# Help ID'ing this old holster and mag?



## mswmsw (Jan 18, 2015)

Recently found this old holster and magazine, while going through a box of misc accessories I had, and was wondering if some of you smart folks could help me ID it. The holster is brown leather, in nice shape, no markings on it, with the pouch (as shown) on the front of it, for one mag. It also has a cleaning rod on the side. The mag has no markings, guessing it is either .32 or .380. There was an "L" shaped metal piece - depicted in the photo - loose inside the holster, no idea what that is for or even if it goes with this holster/mag at all. Any ideas on this stuff? Thanks.


----------



## VAMarine (Dec 25, 2008)

Looks like a Makarov Magazine and Holster

https://www.google.com/search?q=WWI...&ved=0CAcQ_AUoAg#tbm=isch&q=+makarov+magazine

the tool also ID's as a Makarov takedown tool
https://www.google.com/search?q=mak...arogSjqYLAAw&ved=0CAgQ_AUoAg&biw=1173&bih=589


----------



## mswmsw (Jan 18, 2015)

Thank you for the quick response! Do you have any idea what this holster with the accessories shown might be worth?


----------



## VAMarine (Dec 25, 2008)

Not much.

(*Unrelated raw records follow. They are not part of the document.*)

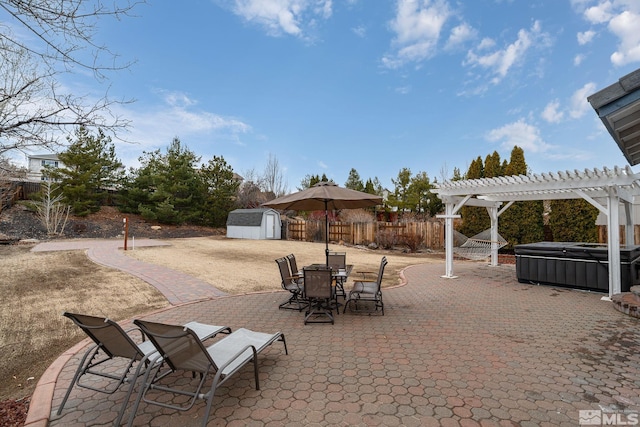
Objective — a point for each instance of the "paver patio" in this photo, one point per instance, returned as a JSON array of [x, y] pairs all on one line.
[[482, 349]]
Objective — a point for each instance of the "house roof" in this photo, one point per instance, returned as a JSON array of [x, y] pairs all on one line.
[[618, 106], [247, 217]]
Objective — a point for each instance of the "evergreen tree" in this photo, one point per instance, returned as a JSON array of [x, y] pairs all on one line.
[[353, 181], [492, 166], [573, 220], [523, 221], [369, 188], [167, 187], [474, 219], [401, 197], [90, 169], [419, 190]]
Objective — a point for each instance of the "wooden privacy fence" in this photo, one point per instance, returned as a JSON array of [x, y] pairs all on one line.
[[12, 191], [430, 234]]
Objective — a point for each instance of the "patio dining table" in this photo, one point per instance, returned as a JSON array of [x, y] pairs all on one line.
[[339, 276]]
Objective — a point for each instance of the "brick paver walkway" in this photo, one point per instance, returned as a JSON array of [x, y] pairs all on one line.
[[478, 350], [177, 287]]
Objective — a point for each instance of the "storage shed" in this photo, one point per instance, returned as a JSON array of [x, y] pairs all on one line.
[[257, 224]]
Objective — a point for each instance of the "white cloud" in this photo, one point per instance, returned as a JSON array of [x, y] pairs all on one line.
[[585, 37], [282, 16], [600, 13], [154, 128], [519, 133], [626, 26], [459, 35], [621, 18], [360, 31], [417, 27], [486, 43], [500, 62], [551, 112], [579, 104]]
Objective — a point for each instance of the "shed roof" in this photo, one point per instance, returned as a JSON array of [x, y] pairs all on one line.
[[247, 217], [618, 106]]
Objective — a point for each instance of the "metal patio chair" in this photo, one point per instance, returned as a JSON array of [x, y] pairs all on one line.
[[319, 292], [112, 343], [291, 283], [366, 292]]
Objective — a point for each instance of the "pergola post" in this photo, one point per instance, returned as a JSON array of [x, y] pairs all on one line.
[[493, 214], [613, 247], [629, 232], [448, 240]]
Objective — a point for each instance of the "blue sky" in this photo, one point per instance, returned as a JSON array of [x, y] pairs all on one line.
[[375, 85]]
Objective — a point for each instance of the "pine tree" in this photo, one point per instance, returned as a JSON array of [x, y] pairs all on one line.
[[353, 181], [523, 221], [91, 168], [573, 220], [221, 187], [167, 187], [474, 219]]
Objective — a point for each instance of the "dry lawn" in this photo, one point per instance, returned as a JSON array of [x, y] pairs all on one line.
[[239, 266], [36, 288]]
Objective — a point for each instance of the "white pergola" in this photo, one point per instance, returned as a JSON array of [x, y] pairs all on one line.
[[607, 189]]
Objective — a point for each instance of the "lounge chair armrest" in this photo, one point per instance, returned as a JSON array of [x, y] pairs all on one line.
[[233, 358], [136, 329]]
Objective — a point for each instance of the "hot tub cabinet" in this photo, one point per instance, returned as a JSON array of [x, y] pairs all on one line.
[[575, 265]]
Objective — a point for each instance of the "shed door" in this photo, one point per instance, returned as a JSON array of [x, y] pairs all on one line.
[[270, 232]]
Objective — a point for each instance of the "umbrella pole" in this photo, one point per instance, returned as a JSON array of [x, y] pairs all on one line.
[[326, 232]]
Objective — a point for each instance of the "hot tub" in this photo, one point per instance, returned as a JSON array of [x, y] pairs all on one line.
[[575, 265]]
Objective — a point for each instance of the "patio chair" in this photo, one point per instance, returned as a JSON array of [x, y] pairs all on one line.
[[319, 292], [181, 350], [366, 292], [293, 264], [338, 262], [291, 284], [112, 343]]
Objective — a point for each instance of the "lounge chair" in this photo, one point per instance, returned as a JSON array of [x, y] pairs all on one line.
[[112, 342], [181, 350], [365, 292]]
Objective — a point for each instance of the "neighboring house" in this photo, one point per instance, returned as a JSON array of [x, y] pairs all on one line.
[[259, 224], [37, 162]]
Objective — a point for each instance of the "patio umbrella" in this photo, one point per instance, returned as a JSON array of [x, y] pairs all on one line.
[[325, 195]]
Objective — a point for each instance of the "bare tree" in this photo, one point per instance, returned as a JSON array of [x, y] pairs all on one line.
[[50, 210], [273, 178], [60, 39]]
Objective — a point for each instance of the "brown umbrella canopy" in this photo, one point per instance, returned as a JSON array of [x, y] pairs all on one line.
[[324, 196]]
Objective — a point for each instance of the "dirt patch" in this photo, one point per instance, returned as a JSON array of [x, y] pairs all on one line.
[[19, 223]]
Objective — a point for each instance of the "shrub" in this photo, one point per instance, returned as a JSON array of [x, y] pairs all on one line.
[[412, 241], [387, 239]]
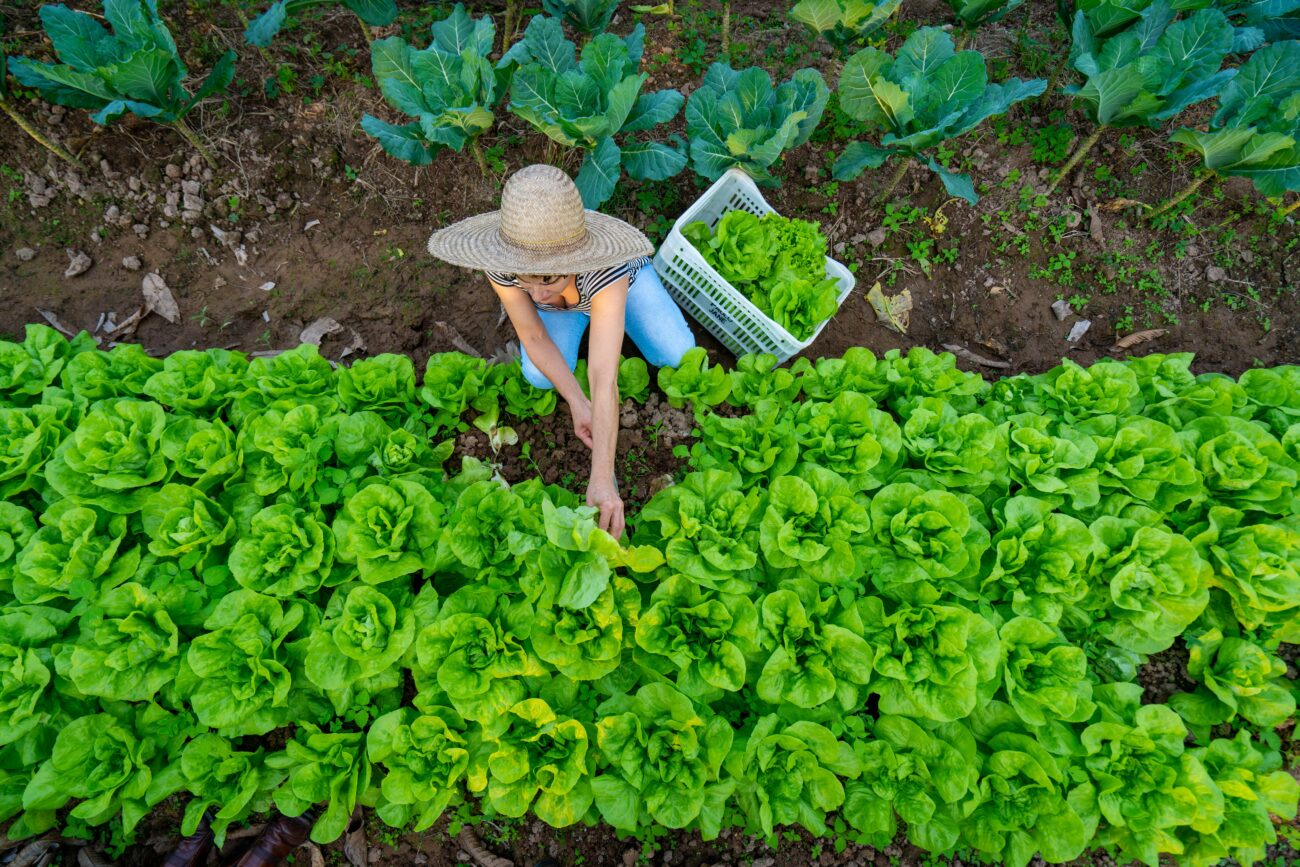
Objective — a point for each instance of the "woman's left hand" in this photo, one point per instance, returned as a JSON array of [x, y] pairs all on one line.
[[606, 498]]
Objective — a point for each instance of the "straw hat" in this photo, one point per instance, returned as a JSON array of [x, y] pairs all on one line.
[[541, 229]]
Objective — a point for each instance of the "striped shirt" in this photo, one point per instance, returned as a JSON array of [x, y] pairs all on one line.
[[588, 284]]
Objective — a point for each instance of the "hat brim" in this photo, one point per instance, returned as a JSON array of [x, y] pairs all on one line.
[[476, 242]]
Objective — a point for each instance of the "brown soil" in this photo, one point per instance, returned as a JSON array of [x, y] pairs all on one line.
[[298, 159]]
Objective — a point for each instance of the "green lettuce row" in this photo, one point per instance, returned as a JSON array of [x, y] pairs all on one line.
[[889, 595]]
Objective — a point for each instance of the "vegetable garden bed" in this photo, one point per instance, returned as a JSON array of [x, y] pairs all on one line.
[[885, 590], [871, 607]]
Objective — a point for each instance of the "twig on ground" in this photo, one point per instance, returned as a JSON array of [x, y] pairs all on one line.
[[475, 846]]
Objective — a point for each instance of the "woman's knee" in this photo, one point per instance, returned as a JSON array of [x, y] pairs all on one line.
[[671, 345], [533, 375]]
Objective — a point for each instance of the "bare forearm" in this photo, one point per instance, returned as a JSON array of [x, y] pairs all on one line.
[[605, 430]]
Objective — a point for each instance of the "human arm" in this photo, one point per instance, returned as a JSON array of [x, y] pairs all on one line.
[[547, 356], [602, 372]]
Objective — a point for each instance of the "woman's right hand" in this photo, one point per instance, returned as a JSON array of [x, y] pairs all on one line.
[[581, 412]]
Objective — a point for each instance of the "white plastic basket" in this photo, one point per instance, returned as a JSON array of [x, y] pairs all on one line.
[[715, 303]]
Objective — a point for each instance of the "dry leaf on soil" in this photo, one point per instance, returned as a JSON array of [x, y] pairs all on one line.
[[1139, 337], [316, 332], [975, 358], [891, 310], [159, 299], [471, 842], [55, 321], [354, 840]]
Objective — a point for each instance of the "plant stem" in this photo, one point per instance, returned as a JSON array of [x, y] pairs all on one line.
[[191, 137], [1074, 159], [1178, 199], [1054, 79], [261, 51], [507, 29], [727, 27], [904, 164], [479, 156], [38, 137]]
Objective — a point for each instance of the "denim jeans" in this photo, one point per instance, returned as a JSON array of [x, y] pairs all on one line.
[[651, 320]]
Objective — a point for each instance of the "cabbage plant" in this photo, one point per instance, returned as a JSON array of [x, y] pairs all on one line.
[[369, 13], [1256, 131], [924, 95], [589, 17], [740, 120], [1147, 73], [974, 13], [7, 105], [844, 22], [450, 89], [133, 68], [586, 100]]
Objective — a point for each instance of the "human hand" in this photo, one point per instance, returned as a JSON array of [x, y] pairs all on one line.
[[581, 412], [606, 498]]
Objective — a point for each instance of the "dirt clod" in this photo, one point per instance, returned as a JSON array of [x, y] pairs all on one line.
[[78, 263]]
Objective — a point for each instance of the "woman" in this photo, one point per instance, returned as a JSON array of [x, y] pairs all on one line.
[[558, 267]]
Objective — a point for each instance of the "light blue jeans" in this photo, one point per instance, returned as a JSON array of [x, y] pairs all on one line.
[[653, 321]]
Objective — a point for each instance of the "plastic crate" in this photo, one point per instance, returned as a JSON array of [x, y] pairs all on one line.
[[715, 303]]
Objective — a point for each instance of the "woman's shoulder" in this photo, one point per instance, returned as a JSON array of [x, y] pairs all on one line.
[[594, 281]]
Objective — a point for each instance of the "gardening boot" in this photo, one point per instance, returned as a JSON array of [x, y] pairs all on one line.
[[193, 850], [281, 836]]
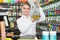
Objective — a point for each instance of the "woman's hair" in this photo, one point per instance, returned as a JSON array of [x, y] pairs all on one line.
[[26, 3]]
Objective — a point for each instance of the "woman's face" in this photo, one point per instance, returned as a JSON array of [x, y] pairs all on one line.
[[25, 9]]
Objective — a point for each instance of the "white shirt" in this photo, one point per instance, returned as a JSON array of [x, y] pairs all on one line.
[[26, 26]]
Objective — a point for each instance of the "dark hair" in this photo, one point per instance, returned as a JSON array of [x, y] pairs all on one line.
[[26, 3]]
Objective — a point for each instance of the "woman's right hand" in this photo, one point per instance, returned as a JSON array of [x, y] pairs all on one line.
[[33, 19]]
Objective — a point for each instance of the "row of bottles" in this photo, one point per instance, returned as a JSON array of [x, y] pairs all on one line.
[[55, 19], [12, 1]]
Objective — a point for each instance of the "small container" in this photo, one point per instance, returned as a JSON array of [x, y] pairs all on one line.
[[45, 35], [53, 35]]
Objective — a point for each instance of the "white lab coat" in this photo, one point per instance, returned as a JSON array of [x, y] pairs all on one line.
[[26, 26]]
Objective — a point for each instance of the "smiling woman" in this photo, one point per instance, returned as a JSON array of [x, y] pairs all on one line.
[[27, 24]]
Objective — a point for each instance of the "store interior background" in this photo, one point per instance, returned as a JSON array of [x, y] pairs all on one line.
[[12, 11]]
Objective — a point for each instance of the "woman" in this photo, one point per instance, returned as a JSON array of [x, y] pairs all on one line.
[[26, 24]]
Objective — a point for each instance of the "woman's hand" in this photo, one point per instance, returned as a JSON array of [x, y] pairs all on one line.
[[37, 3], [33, 19]]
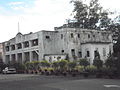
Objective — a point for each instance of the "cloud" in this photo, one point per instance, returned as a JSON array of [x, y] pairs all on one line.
[[16, 3]]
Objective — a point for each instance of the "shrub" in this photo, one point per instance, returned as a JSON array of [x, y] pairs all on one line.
[[72, 65], [83, 62], [98, 63]]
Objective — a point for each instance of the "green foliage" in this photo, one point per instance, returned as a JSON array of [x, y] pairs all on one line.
[[63, 63], [88, 15], [110, 62], [83, 62], [55, 64], [98, 63], [45, 63], [72, 64], [80, 68]]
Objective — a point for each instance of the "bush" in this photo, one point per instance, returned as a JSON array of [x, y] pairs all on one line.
[[83, 62], [98, 63], [72, 65]]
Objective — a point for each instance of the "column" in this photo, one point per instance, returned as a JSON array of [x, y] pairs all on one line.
[[23, 57], [31, 56]]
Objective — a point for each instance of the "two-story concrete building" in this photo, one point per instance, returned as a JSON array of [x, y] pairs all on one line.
[[64, 43]]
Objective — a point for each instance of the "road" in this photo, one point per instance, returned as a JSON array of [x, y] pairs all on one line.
[[39, 82]]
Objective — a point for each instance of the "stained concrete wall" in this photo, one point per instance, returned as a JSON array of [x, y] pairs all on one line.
[[62, 41]]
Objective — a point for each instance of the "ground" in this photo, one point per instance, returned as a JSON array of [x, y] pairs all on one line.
[[39, 82]]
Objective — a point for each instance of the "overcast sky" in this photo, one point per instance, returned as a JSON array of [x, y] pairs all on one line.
[[36, 15]]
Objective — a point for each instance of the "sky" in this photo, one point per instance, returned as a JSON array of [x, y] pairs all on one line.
[[36, 15]]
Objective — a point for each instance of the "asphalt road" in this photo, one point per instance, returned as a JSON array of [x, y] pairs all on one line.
[[38, 82]]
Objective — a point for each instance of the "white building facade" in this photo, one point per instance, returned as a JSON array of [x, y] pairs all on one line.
[[64, 43]]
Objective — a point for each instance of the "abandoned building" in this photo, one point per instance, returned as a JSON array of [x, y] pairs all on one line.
[[64, 43]]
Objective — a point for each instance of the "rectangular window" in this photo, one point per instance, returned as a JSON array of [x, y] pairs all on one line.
[[104, 52], [88, 35], [7, 48], [88, 54], [19, 46], [12, 47], [78, 35], [35, 42], [73, 52], [72, 35], [62, 51], [47, 37], [80, 54], [26, 44], [61, 36]]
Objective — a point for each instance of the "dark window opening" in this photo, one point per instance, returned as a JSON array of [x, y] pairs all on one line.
[[73, 52], [35, 42], [79, 54], [26, 44], [47, 37], [71, 35], [19, 46], [61, 36], [62, 51], [7, 48], [78, 35], [88, 54], [12, 47]]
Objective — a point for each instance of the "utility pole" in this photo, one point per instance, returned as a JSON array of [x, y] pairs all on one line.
[[18, 27]]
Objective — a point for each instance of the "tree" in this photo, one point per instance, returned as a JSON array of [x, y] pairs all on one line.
[[98, 63], [89, 15], [45, 63], [72, 65], [55, 64], [63, 64], [84, 62]]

European surplus..


----------



## denner (Jun 3, 2011)

VAMarine said:


> Looks like a Makarov Magazine and Holster
> 
> https://www.google.com/search?q=WWI...&ved=0CAcQ_AUoAg#tbm=isch&q=+makarov+magazine
> 
> ...


Well done.


----------



## VAMarine (Dec 25, 2008)

denner said:


> Well done.


:smt1099


----------